Selain itu, imbal hasil obligasi juga melonjak sehingga membebani aset-aset berisiko tinggi. Imbal hasil obligasi bertenor 10 tahun melonjak sekitar 9 basis pon menjadi 4,27 persen.
“Jika harga minyak naik, hal itu bisa menyebabkan inflasi,” ujar Co-chief investment officer Truist Advisory Services, Keith Lerner.

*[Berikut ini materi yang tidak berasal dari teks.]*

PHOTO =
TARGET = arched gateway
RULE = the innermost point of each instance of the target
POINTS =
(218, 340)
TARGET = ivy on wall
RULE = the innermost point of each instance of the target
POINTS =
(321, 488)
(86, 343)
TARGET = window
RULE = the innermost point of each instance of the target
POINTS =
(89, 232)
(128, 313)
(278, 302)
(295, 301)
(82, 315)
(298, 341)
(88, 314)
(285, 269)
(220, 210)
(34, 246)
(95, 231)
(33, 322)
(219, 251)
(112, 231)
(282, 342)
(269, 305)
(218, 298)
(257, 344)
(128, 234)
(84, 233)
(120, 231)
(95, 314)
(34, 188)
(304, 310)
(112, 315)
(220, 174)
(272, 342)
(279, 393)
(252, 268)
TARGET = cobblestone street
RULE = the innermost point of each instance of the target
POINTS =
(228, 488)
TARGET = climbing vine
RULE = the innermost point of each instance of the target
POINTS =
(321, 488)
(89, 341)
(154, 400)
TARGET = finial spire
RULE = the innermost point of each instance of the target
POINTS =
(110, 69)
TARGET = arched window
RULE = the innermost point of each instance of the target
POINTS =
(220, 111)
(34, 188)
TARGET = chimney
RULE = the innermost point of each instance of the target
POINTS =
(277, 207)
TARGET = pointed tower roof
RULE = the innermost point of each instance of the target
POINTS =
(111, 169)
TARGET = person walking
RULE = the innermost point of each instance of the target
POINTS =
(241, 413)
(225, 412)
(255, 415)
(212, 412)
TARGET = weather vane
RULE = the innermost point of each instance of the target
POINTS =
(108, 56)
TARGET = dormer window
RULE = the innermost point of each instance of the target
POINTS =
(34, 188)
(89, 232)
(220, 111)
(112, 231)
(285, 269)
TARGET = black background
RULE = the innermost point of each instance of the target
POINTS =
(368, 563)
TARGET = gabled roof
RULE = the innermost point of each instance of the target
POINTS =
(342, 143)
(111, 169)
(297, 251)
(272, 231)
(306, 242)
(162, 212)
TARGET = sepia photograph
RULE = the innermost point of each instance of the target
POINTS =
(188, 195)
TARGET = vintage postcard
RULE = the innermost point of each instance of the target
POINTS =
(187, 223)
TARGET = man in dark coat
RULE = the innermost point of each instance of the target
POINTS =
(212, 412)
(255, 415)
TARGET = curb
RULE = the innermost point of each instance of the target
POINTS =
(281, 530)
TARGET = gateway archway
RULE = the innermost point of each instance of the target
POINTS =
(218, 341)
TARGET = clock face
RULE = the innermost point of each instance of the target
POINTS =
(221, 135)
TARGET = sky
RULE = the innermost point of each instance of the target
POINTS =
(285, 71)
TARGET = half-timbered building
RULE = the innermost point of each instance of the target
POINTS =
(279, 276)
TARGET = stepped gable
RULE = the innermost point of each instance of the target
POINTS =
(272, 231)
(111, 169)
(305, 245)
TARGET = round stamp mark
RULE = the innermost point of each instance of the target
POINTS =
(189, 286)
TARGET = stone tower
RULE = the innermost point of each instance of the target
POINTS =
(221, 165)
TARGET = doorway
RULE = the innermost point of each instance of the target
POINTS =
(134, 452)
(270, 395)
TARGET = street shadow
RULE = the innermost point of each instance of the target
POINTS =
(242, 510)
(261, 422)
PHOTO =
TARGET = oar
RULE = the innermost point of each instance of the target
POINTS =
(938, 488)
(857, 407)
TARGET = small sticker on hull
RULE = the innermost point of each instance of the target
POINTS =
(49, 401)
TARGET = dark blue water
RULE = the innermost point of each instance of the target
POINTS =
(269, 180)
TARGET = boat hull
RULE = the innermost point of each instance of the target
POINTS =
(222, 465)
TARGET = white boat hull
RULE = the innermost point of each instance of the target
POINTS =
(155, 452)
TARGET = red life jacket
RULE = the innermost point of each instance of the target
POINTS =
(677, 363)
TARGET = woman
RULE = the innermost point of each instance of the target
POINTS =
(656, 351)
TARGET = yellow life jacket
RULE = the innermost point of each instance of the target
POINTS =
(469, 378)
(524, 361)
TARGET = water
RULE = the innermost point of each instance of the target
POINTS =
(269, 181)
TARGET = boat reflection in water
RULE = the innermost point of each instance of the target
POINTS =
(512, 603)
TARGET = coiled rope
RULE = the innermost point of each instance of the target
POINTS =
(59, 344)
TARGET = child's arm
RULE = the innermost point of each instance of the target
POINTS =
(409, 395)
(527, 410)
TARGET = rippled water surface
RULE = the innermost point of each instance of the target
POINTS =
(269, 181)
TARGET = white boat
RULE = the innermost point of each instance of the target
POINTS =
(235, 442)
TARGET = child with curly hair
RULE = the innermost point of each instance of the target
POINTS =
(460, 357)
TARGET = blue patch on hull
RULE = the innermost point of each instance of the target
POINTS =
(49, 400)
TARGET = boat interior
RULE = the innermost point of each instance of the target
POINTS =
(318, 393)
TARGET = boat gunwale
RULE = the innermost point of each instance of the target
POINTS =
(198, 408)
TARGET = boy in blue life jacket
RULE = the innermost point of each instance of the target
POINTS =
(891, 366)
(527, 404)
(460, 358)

Ia menambahkan, hal ini dapat membuat pekerjaan the Federal Reserve (the Fed) menjadi lebih sulit. “Sudah ada garis tipis antara the Fed yang melakukan soft landing seperti yang diharapkan masyarakat dan perlambatan ekonomi,” ujar dia.
Selain itu, saham-saham yang terkena dampak paling parah yakni saham kapitalisasi kecil dan menengah. The S&P Small Cap 600 merosot hampir 3 persen, dan catat kinerja terburuk sejak Februari. S&P 500 Midcap 400 turun 2,3 persen, indeks Russell 2000 merosot 2,1 persen.
Kemungkinan Resesi Menurun?
Pada libur akhir pekan, Goldman Sachs memangkas peluang resesi menjadi 15 persen dan mengatakan pihaknya mengantisipasi the Federal Reserve menahan suku bunga pada pertemuan akhir September 2023.
Meskipun hal ini dapat dilihat sebagai kabar baik bagi pasar, investor harus menghadapi dampak musiman pada September yang secara historis merupakan bulan terlemah untuk saham.
Yang pasti, beberapa indikator teknis telah memberikan harapan bagi investor dalam beberapa hari terakhir. Sebagai tanda momentum positif jangka pendek, indeks-indeks utama menembus di atas rata-rata pergerakan 50 hari pada pekan lalu.
“Meskipun sejarah munhkin tidak terulang kembali, momentum bullish tahun ini menunjukkan September mungkin tidak seburuk yang diberitakan,” ujar Chief Technical Strategist LPL Financial, Adam Turnquist.